How Subject Headings Make Finding the Right Information Easier
In the age of Google, we’re used to finding information by simply typing a few words into a search bar. We can immediately locate resources on the history of the National Parks System or the invention of the telephone with just a few keystrokes. But when it comes to searching digitized archival documents, a simple text search can be overwhelming – even within a small collection of resources instead of the whole Internet.
One of the ways that History Factory archivists make our clients’ historic resources more accessible is by using a controlled vocabulary of subject headings. This helps researchers find the most relevant information for their needs without getting bogged down with as much extraneous material as they might with a simple text search.
Let me give you an example. I’ve been doing a lot of work recently on the archives of the founder of a global corporation. One major theme in this collection is the emergence and development of new technologies, and a researcher might want to find materials in the collection that relate to this subject. But “technology” is a common word, and a general document text search produces more than 250 records:
Though these documents will all have the word “technology” in them, not all of them are necessarily about technology. For example, a speech that mentions in passing that companies can contribute to their communities by donating technology would show up in this search. However, this speech would be much more relevant to someone doing research on corporate social responsibility or corporate giving than to someone doing research on the company’s development of new technology.
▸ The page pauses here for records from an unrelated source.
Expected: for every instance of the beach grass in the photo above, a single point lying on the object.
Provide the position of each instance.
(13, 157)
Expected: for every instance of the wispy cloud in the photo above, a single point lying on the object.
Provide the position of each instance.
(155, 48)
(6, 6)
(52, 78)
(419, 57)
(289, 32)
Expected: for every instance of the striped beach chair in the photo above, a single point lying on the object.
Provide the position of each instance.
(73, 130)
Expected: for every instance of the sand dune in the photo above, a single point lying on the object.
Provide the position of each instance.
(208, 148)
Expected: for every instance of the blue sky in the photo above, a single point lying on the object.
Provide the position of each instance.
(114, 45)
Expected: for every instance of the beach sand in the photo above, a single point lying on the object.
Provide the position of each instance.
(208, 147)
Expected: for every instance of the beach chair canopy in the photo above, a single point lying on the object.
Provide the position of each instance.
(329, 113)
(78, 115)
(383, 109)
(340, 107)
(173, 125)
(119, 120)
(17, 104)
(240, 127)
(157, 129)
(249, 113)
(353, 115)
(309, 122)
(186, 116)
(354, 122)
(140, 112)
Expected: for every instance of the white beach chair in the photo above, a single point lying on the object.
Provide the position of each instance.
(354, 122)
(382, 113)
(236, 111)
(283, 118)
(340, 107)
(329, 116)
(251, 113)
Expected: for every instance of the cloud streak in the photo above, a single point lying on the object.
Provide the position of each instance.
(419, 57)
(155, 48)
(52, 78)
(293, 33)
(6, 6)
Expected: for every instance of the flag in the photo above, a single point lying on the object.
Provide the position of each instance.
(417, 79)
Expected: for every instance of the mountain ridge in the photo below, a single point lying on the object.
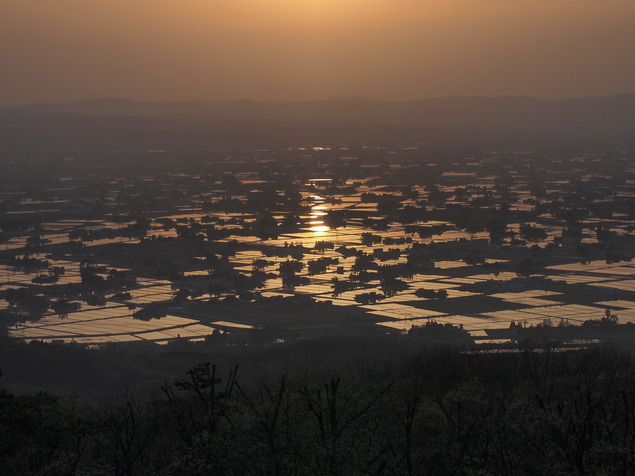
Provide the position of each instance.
(462, 111)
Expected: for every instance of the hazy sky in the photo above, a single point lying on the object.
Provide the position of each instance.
(175, 50)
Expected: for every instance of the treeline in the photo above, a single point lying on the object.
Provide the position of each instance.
(434, 411)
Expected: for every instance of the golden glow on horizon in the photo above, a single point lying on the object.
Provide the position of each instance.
(313, 49)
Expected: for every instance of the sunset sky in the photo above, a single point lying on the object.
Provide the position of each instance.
(179, 50)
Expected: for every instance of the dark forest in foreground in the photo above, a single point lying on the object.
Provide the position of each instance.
(342, 406)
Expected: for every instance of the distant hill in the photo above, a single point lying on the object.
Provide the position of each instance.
(456, 111)
(459, 123)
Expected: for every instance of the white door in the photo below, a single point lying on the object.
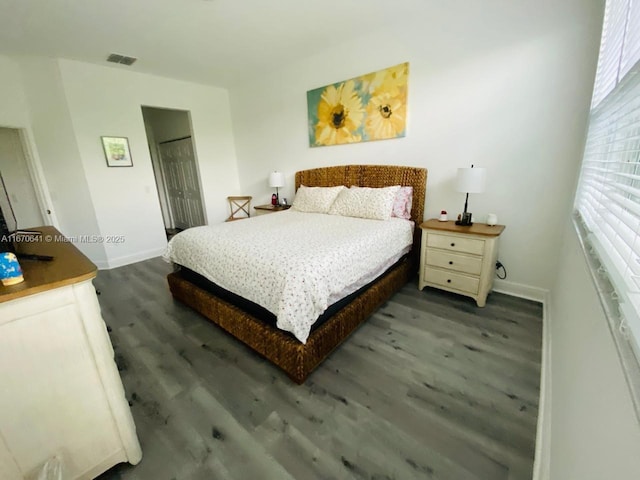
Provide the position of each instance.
(15, 172)
(183, 186)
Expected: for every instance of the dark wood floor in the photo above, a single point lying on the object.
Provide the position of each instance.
(429, 387)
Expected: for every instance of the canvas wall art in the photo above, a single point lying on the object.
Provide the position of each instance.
(368, 107)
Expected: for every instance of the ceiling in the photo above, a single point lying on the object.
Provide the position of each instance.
(207, 41)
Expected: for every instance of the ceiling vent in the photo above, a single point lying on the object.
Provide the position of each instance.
(123, 59)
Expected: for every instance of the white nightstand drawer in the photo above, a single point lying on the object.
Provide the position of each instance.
(448, 279)
(454, 261)
(455, 244)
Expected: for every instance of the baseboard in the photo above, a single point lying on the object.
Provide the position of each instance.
(129, 259)
(542, 459)
(519, 290)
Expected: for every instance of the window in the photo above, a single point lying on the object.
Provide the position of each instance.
(608, 197)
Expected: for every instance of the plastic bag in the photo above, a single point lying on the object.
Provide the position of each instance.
(52, 469)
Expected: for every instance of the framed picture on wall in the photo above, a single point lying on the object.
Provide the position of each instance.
(116, 150)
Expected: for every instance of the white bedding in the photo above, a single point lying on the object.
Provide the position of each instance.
(294, 264)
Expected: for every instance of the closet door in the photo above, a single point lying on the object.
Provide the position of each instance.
(182, 182)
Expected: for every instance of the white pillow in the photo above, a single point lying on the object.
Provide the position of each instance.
(315, 199)
(365, 202)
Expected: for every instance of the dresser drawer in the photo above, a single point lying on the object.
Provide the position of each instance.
(455, 244)
(448, 279)
(454, 261)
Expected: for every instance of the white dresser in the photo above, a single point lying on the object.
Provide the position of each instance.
(459, 259)
(61, 391)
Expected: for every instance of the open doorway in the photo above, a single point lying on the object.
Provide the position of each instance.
(20, 187)
(175, 167)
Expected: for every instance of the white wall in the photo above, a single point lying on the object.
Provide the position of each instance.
(503, 85)
(14, 113)
(108, 101)
(13, 103)
(593, 429)
(57, 148)
(162, 125)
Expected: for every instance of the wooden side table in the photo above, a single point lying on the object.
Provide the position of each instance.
(271, 208)
(459, 259)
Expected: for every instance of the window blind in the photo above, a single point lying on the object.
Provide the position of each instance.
(608, 195)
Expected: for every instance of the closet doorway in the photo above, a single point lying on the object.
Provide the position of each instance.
(175, 166)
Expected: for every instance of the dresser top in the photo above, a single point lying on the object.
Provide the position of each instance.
(475, 229)
(68, 266)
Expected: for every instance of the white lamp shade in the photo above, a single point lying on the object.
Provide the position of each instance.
(276, 179)
(471, 180)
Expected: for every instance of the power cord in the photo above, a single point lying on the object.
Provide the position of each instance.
(498, 267)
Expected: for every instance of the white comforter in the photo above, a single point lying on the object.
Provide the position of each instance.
(293, 264)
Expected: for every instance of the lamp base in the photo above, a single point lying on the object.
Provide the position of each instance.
(465, 220)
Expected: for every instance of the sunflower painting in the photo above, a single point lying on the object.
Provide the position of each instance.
(369, 107)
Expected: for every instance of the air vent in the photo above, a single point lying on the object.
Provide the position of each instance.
(123, 59)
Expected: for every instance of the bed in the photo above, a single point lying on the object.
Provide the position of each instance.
(298, 359)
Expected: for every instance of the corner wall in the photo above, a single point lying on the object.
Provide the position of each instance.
(591, 424)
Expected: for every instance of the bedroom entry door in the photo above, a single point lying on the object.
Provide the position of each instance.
(182, 185)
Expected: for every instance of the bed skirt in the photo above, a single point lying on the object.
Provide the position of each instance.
(298, 360)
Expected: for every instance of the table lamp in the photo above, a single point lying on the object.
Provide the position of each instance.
(276, 180)
(469, 180)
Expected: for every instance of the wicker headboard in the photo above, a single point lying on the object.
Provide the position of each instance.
(371, 176)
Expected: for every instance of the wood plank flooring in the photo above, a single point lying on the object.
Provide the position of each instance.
(429, 387)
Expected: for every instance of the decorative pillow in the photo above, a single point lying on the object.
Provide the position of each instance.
(365, 202)
(315, 199)
(402, 203)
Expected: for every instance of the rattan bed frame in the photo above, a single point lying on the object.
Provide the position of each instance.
(298, 360)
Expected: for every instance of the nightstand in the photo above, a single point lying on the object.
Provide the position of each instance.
(271, 208)
(459, 259)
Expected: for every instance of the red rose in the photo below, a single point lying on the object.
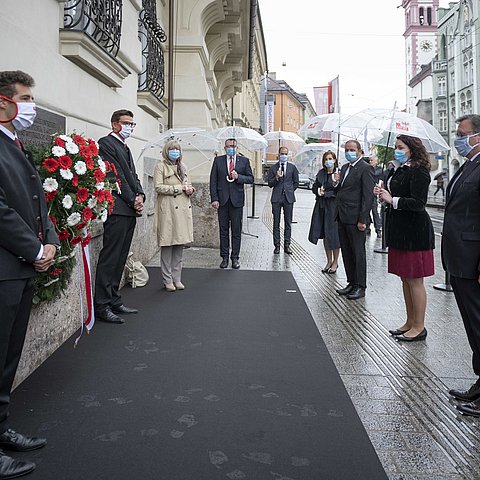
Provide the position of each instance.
(87, 214)
(86, 240)
(99, 175)
(63, 235)
(82, 194)
(50, 164)
(59, 142)
(75, 240)
(49, 196)
(65, 161)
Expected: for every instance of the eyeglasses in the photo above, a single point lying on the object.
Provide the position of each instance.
(131, 124)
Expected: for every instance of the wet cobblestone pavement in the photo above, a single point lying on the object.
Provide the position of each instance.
(399, 391)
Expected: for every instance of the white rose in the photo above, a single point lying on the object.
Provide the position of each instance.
(92, 202)
(101, 165)
(66, 173)
(67, 202)
(58, 151)
(80, 167)
(50, 184)
(73, 219)
(72, 147)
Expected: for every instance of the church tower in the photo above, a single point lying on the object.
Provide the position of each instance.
(420, 34)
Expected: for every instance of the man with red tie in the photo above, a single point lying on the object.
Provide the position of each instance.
(228, 176)
(28, 244)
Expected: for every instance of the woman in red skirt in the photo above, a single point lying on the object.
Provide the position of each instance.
(409, 231)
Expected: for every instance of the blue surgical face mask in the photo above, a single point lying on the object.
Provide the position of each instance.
(329, 163)
(174, 154)
(462, 146)
(400, 156)
(351, 157)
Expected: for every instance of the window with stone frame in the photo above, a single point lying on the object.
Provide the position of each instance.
(151, 35)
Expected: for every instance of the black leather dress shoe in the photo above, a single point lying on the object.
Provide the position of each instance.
(344, 291)
(421, 336)
(472, 408)
(224, 263)
(11, 440)
(108, 316)
(11, 468)
(470, 395)
(356, 293)
(124, 309)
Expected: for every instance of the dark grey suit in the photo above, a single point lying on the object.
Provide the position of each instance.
(23, 221)
(461, 248)
(354, 201)
(283, 196)
(119, 227)
(231, 196)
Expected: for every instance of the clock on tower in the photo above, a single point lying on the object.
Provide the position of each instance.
(420, 34)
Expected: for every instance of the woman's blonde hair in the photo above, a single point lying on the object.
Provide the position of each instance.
(168, 146)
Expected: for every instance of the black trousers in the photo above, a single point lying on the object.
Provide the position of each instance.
(15, 305)
(287, 217)
(352, 243)
(117, 238)
(467, 295)
(230, 218)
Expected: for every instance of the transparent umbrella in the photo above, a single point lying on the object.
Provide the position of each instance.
(283, 139)
(247, 138)
(381, 127)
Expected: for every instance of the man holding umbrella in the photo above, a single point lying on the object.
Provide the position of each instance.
(228, 176)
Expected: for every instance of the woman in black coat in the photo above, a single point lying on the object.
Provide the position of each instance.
(410, 236)
(323, 224)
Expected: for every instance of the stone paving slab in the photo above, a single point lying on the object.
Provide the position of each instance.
(399, 391)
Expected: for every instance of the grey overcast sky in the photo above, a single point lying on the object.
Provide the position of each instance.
(361, 41)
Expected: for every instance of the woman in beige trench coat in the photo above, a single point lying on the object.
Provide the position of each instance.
(173, 216)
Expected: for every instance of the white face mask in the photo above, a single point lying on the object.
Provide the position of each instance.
(126, 131)
(25, 117)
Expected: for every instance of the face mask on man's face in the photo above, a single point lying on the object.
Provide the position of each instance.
(26, 115)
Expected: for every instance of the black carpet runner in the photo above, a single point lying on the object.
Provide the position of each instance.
(228, 379)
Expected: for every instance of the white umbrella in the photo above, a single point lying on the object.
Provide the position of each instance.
(322, 126)
(381, 127)
(283, 139)
(245, 137)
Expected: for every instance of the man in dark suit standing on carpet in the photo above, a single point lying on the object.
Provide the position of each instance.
(283, 178)
(120, 225)
(461, 247)
(28, 243)
(228, 176)
(354, 193)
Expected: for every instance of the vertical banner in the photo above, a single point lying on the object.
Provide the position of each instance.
(334, 96)
(321, 99)
(270, 116)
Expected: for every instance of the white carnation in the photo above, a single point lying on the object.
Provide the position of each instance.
(80, 167)
(73, 219)
(58, 151)
(67, 202)
(72, 147)
(50, 184)
(101, 165)
(66, 173)
(92, 202)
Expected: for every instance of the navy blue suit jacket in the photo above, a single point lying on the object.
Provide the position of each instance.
(221, 190)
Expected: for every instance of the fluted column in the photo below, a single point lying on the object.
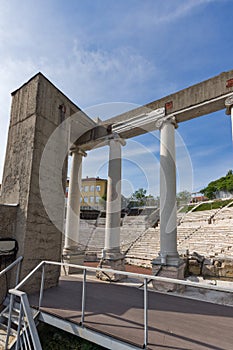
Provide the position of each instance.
(111, 255)
(113, 206)
(168, 210)
(72, 252)
(229, 111)
(168, 262)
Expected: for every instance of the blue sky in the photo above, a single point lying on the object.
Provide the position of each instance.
(99, 52)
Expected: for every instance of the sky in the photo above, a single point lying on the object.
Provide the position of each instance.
(109, 56)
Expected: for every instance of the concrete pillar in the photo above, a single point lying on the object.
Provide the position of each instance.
(168, 260)
(168, 212)
(72, 251)
(111, 255)
(229, 111)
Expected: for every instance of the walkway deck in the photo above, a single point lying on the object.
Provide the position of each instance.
(175, 322)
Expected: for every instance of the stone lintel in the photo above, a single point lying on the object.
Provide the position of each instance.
(229, 104)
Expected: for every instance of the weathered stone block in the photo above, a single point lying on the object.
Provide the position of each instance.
(176, 272)
(194, 267)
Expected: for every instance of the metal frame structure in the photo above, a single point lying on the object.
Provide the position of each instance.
(83, 332)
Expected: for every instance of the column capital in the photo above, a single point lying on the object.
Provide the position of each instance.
(115, 137)
(169, 119)
(75, 149)
(229, 104)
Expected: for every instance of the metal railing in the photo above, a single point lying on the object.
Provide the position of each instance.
(146, 279)
(17, 263)
(10, 267)
(27, 336)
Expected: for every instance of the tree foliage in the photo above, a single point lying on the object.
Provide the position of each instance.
(183, 197)
(139, 197)
(224, 183)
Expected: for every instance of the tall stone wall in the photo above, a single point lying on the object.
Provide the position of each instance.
(8, 215)
(35, 114)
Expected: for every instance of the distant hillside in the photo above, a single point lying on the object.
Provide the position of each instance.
(224, 183)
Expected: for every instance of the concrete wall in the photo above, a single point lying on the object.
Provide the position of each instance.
(35, 114)
(7, 230)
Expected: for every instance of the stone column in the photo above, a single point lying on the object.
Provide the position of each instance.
(229, 111)
(72, 251)
(111, 255)
(168, 261)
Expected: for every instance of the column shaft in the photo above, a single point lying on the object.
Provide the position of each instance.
(113, 208)
(73, 205)
(168, 211)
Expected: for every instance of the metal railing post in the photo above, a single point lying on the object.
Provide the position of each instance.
(145, 314)
(42, 285)
(17, 273)
(9, 320)
(19, 327)
(83, 295)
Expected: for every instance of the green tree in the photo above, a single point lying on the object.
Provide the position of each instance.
(224, 183)
(183, 197)
(139, 197)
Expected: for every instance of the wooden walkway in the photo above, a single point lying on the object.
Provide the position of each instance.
(175, 323)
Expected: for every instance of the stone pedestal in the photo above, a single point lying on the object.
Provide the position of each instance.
(73, 255)
(176, 272)
(114, 261)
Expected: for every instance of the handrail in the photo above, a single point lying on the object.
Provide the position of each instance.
(25, 310)
(146, 279)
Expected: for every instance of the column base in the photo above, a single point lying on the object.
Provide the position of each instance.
(111, 260)
(73, 255)
(176, 271)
This is where subject headings become useful. You might be familiar with blogs that use tags to help identify what various posts are about. Subject headings are a more formal version of the same idea. Information professionals use them when creating a catalog to give users an efficient way to find relevant records using a specifically defined list of words or phrases. When you search for “technology” in this collection as a subject heading, you get a much more refined selection of results:
Though there are fewer results, each will be about technology. When one of our archivists creates a record in the database describing something like the speech I’ve described here, she probably wouldn’t use technology as a subject heading. However, an article by the company’s founder detailing a new technology and how it was developed would be much more relevant to the subject of technology, and would be associated with this subject heading when it is entered in to the database.
Subject headings are also especially important for records that don’t include text, such as photographs, moving images and sound, as well as items in a collection that is not digitized. For these kinds of items, archival description and subject headings might provide the only way a user can find items relating to a particular subject.
Without a doubt, digitizing documents in a collection into text-searchable documents is extremely useful. But subject headings provide an additional level of access for those doing research on specific topics.